TRACES Bulgarian Telegram Dataset Annotated with Linguistic Markers of Lies
Creators
Contributors
Data curators:
- 1. Gate Institute
- 2. GATE Institute
Description
This dataset has been created within Project TRACES (more information: https://traces.gate-ai.eu/). The dataset contains 8791 anonymized Telegram social media posts, written in Bulgarian. The dataset is annotated with general information (named entities, part-of-speech tags, sentence length, etc.) and specific markers signaling details and can be used for general purposes or for building lies, manipulation, and disinformation detection applications.
Note: this dataset is not fact-checked, the social media messages have been retrieved via keywords. For fact-checked datasets, see our other datasets.
The social media posts have been collected via Telegram Desktop in June-July 2022.
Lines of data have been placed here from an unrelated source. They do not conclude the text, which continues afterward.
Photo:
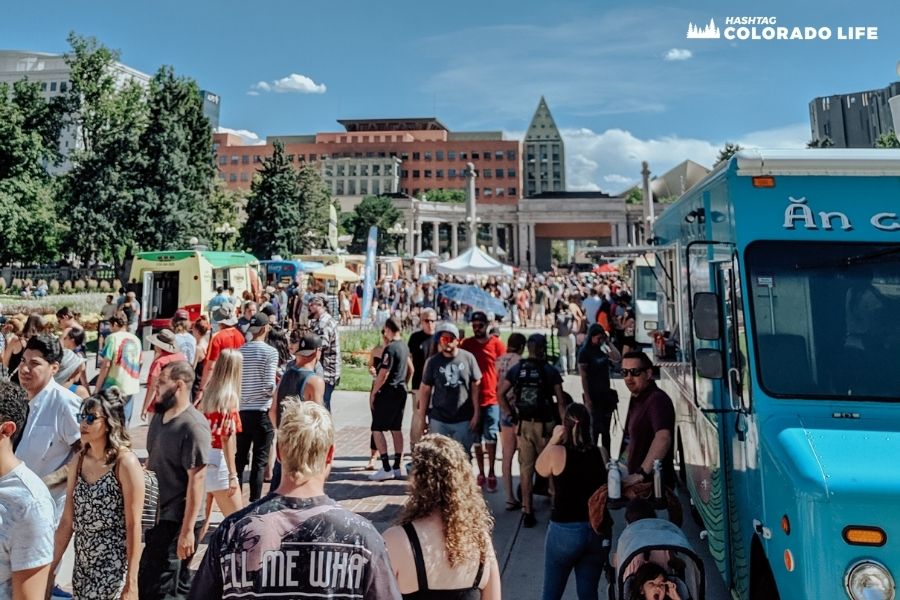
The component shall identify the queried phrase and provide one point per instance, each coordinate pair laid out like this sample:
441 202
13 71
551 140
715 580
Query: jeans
162 575
457 431
258 433
567 353
329 389
573 546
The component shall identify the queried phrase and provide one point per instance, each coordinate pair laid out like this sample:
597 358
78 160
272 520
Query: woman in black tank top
445 524
577 468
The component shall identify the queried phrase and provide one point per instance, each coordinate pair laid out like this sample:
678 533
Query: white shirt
27 525
50 431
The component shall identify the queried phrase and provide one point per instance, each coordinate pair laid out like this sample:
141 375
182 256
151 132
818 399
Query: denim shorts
490 424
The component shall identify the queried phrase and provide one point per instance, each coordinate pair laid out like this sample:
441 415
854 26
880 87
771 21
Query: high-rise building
431 157
853 120
544 156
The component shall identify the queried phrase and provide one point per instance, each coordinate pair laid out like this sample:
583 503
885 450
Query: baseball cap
257 323
308 344
447 328
479 316
538 339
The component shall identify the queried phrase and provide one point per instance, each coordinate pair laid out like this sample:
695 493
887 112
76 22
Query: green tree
99 191
823 143
442 195
727 152
372 210
887 140
273 217
314 207
177 167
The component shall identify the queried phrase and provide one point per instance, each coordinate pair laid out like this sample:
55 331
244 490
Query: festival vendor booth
187 279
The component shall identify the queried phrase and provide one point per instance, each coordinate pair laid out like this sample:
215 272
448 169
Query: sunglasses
632 372
88 418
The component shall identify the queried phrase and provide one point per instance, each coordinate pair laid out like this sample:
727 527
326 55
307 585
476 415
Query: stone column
454 240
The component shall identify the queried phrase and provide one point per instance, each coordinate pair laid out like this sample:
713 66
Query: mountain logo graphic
710 32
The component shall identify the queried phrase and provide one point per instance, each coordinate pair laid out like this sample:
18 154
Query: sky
622 81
Explanations of which fields can be used as markers of lies (or of intentional disinformation) are provided in our forthcoming paper:
Irina Temnikova, Silvia Gargova, Ruslana Margova, Veneta Kireva, Ivo Dzhumerov, Tsvetelina Stefanova and Hristiana Nikolaeva (2023) New Bulgarian Resources for Detecting Disinformation. 10th Language and Technology
Conference: Human Language Technologies as a Challenge for Computer Science and Linguistics (LTC'23). Poznań. Poland.